Loading BitBlasLinear takes a lot of Time #152

Open MekkCyber opened 2 months ago

MekkCyber commented 2 months ago

Hello @LeiWang1999

I am trying to use the BitNet modeling in an other project to use bitblas kernels, when I load the model, and try to replace linear layers, with BitBlas Linear layers, the _get_or_create_bitblas_operator function takes a lot of time to execute and compile kernels based on the weight shape, for a model with 32 layers, with a hidden size of 4096 and intermediate size of 14336 it takes ~8 min. Is this an intended behaviour ? Thank you for your help

LeiWang1999 commented 2 months ago

Hi @MekkCyber , Yeah, when bitblas encounters a kernel configuration for the first time, it performs the compilation and stores the result in a database, which is located by default at ~/.cache/bitblas. The next time it encounters the same configuration, it retrieves the precompiled library directly from the database, bypassing the tuning process.
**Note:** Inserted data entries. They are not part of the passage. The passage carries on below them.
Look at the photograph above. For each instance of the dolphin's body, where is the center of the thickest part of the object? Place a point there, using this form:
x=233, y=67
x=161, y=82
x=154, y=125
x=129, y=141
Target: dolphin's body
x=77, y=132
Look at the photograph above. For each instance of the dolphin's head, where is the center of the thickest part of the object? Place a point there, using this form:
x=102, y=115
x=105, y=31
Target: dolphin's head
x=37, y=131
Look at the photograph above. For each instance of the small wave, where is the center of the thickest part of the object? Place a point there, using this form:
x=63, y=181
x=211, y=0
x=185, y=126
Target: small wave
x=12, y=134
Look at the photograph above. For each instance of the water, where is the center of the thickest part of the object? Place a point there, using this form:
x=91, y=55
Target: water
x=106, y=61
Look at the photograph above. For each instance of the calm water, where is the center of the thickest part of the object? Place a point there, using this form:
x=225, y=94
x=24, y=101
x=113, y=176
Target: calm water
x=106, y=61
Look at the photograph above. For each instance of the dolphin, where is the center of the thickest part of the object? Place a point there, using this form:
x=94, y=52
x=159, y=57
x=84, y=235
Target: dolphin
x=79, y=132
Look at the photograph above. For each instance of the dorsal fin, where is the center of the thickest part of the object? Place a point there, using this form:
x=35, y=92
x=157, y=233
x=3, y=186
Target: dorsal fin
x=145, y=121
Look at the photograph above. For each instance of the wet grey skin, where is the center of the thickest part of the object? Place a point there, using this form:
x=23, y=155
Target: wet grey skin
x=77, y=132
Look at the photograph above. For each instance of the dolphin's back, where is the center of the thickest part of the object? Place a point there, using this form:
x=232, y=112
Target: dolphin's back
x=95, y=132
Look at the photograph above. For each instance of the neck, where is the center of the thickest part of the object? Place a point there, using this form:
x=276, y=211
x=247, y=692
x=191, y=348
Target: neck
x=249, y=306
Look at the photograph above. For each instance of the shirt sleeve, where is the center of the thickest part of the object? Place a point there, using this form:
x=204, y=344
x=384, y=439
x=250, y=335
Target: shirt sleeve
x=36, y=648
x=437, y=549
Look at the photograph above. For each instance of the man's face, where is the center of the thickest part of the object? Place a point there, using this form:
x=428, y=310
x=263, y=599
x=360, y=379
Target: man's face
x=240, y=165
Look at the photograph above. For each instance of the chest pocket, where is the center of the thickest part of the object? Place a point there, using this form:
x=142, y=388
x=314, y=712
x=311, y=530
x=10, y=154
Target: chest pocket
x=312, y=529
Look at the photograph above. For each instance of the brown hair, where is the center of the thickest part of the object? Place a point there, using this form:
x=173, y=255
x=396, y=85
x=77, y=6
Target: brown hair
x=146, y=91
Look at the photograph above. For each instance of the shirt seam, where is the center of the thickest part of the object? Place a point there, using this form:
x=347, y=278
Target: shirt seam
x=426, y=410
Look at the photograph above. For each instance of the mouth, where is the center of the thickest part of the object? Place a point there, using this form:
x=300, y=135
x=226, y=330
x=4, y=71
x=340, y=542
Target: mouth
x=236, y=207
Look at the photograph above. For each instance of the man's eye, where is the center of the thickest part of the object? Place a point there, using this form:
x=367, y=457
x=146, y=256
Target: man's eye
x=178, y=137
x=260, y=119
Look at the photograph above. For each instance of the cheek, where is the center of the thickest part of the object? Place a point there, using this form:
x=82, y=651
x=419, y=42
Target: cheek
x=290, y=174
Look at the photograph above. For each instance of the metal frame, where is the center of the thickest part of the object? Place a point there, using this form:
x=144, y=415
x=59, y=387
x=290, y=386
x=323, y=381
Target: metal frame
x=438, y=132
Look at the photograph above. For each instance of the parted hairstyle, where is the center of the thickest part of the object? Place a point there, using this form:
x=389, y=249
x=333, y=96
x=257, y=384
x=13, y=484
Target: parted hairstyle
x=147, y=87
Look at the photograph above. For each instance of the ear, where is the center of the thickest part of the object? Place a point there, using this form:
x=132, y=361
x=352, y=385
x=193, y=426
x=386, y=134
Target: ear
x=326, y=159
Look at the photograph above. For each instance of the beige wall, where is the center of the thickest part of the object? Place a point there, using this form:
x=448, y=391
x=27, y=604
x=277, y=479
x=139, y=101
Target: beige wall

As a result, tuning only occurs the first time a specific model and its initial layer are encountered :)

LeiWang1999 commented 2 months ago

We’re also considering bypassing tuning by saving compilation results for different hardware setups, but this is challenging and may take some time to design and implement though :)

MekkCyber commented 2 months ago

Thanks a lot @LeiWang1999 much clearer now